In-School Collaboration

Even when an individual teacher constructs an arts curriculum, the program is still coordinated, administered, and supported at many different levels. Faculty leaders, principals, curriculum supervisors, superintendents, teaching artists, parents, and students all work in concert with one another to create a meaningful and effective arts education experience. Recognizing that different disciplines are merely social constructs and that the human mind makes connections on a wider scale, teachers will often co-construct a curriculum with colleagues who teach other subjects and/or with teaching artists. The members of the collaborating team complement and strengthen each other by bringing different skills and capacities to the initiative. Some of their roles are described below.

  • Teachers: Teachers (art teachers and/or teachers of other subjects) are instrumental to this partnership. They know the basic curriculum requirements, the developmental issues for different ages and the individual students. They work with teaching artists to construct a curriculum that includes the selection of organizing themes and associations, the establishment of guiding questions and written activities, and a method of reflection and assessment.

  • Teaching Artists: Teaching artists, or arts specialists, bring skills and talent into the classroom and focus on the production or performance of art.

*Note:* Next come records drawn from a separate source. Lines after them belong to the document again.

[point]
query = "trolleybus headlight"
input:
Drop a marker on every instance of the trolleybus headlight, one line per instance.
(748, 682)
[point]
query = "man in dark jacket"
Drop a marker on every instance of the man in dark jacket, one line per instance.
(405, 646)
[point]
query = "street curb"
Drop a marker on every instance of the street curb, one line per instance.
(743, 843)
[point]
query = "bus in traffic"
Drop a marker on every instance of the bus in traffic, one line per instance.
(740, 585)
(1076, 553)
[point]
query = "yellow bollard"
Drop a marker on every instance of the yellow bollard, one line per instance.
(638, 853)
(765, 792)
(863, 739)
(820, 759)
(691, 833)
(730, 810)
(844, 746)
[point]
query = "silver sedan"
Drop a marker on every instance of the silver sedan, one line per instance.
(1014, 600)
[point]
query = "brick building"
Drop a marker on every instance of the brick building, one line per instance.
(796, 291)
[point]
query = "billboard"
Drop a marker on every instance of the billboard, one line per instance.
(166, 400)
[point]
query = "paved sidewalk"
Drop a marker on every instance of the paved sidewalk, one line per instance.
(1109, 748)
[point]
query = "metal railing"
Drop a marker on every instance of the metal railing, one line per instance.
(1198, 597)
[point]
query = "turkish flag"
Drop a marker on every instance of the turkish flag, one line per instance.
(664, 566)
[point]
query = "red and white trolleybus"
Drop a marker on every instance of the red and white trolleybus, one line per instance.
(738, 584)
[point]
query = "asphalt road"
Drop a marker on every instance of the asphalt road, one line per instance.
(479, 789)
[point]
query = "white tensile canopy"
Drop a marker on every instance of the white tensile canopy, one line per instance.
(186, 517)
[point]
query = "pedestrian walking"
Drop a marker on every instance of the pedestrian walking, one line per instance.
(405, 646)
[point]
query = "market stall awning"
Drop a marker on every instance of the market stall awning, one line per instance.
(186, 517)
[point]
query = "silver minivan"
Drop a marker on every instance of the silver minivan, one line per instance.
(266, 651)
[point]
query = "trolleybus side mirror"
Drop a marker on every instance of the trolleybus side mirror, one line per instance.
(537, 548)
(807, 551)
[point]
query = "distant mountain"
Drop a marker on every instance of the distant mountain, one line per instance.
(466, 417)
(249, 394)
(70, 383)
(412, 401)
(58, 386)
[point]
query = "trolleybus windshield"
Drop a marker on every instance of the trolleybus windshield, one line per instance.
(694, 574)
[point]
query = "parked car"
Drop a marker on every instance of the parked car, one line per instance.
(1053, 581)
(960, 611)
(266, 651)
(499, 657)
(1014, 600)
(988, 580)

  • Curriculum Instructors or Consultants: Curriculum instructors help develop, implement, and sustain partnerships and often serve as the liaisons between teachers and administrators.

  • School Leaders: Principals, superintendents and board members adopt policies that value the arts equal to other subjects, allocate resources for arts programs and professional development, and advocate the school agenda to the public.

  • Parents: Parents exercise influence on school programs by voicing their opinions at Parent Teacher Association meetings, serving on school boards, fundraising, and attending school functions such as exhibitions and performances. They further promote arts learning by exposing their children to arts opportunities in their homes and communities.

  • Students: Students learn to work collaboratively through arts education initiatives. Creating murals, dancing on stage, or performing a skit, for example, require teamwork, dedication, self-expression, and risk-taking. These values are all meaningful consequences of school collaboration.

Community Collaborations

Utilizing and partnering with the community's rich arts resources strengthens school collaborations. Art museums, cultural centers, dance companies, symphonies, local arts agencies, and historical societies provide good opportunities for children to experience and respond to art. The art exposure should involve more than just an ensemble of performers who put on an assembly or a field trip to a local museum. Activities using community arts resources should be woven into the arts curriculum so that they are contiguous with and reflective of the larger educational program goals. Many of these arts organizations assume a central role in education by working closely with teachers in crafting curriculum, developing valuable teaching materials, and providing professional development. Such school-community collaborations help extend, enliven, and deepen arts education for students. By allowing students to experience the arts as they function in society, a sense of reality, presence, and purpose permeates within and beyond school walls.